The Power of Physio
Today I want to talk to you all about my recent physio sessions, and the ones I had two years ago too, and how they’ve actually really helped me, sometimes in ways I didn’t really expect.
Two Years Ago
So, I don’t remember if I was open about this two years ago but I had physio in the summer after my 6 mile run for the Sports Relief charity. Halfway through, or maybe two thirds of the way through my run my hip gave the sharpest pain I have ever experienced, or remember experiencing. Determined not to give up, I just slowed my pace to walk and then at the end, quite literally ran through the pain. But then that pain did not go away. I ended up at the doctors, getting x-rays and all sorts at the hospital before finally being referred to the physio department.
This was the first time I had ever had physio and I was, rightfully, nervous. I had no idea what to expect and I had no idea how quickly the exercises I had to do would start working. All I knew was that I wanted the pain to go away and I really, really wanted to be able to run again. So I went and fortunately I had a really nice physiotherapist who was really lovely. She talked me through my fears, talked me through the exercises and I just felt very confident about it all.
Naturally I went home and made sure to do the exercises I was given daily and could feel my muscles growing stronger. The therapist put the pain down to my muscles not being strong enough to sustain my joint while I was running, which is fair as I was just doing cardio and not muscle exercises. Within weeks my muscles were a lot stronger and I was able to go back running again too. I left the physio department feeling stronger and confident in my ability to look after myself.

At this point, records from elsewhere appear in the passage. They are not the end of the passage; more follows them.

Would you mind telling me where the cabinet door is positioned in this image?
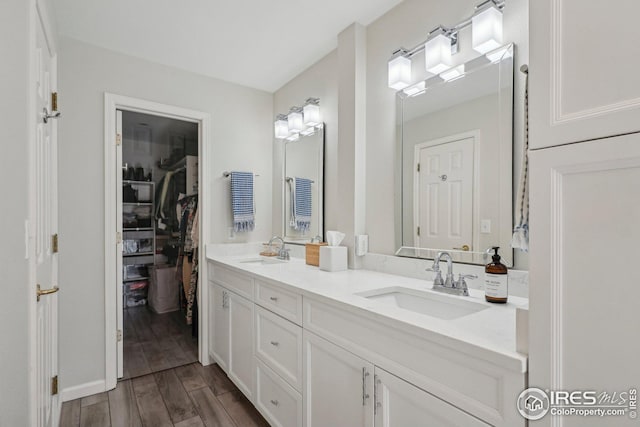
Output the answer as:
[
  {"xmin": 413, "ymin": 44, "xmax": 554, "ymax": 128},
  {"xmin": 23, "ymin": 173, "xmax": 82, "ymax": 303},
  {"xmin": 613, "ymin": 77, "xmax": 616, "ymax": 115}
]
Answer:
[
  {"xmin": 209, "ymin": 282, "xmax": 229, "ymax": 372},
  {"xmin": 529, "ymin": 134, "xmax": 640, "ymax": 427},
  {"xmin": 227, "ymin": 291, "xmax": 255, "ymax": 401},
  {"xmin": 375, "ymin": 367, "xmax": 488, "ymax": 427},
  {"xmin": 302, "ymin": 331, "xmax": 373, "ymax": 427},
  {"xmin": 529, "ymin": 0, "xmax": 640, "ymax": 149}
]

I’m still not one hundred percent sure what’s going on with me. The doctors are fairly clueless as all my blood results have come back negative and so by medical standards, I should be an incredibly healthy individual but I’m not. So, as a final straw, I was sent to physio to see if they could help with the fact that my muscles continuously feel tired and exhausted as though they are simply done with carrying my body around – even my wrists and fingers are starting to get agitated with me!
I felt less nervous but still pretty nervous about this round of physio but unfortunately when I met my physiotherapy I did not feel comfortable. The therapist has an aura about her that I really struggle around. She makes me feel very small and very stupid and I just feel incredibly uncomfortable in her presence. It’s made me really not want to go to my physio sessions which is incredibly unfortunate.
This physiotherapist is concerned that my core muscles are non-existent. That because of this, it’s been putting a strain on my entire body and is the reason that I’m not in the best shape at the moment. And thus we have been working together through a series of exercises to strengthen my muscles and get them to help me feel stronger again. It’s taking longer than last time, which is probably due to being in a much worse position but I also know I am much better than I was back in January of this year.
As I spend more hours with this physiotherapist, I am becoming more comfortable around her as a person but I don’t think I’ll ever feel truly comfortable and I think that this is a very worrying factor as I feel it’s important to connect with the person who is helping me get back on my feet. So I hope that I can continue to push passed the weird atmosphere I feel around her and finally feel less awkward about going to physio.
That being said, the one thing I am so glad about is that the exercises are helping. I feel stronger and I know I feel a lot better after doing the exercises too. It has given me that tiny inkling of hope that I might, one day, be able to face the pavement again and not worry about damaging my body in the future.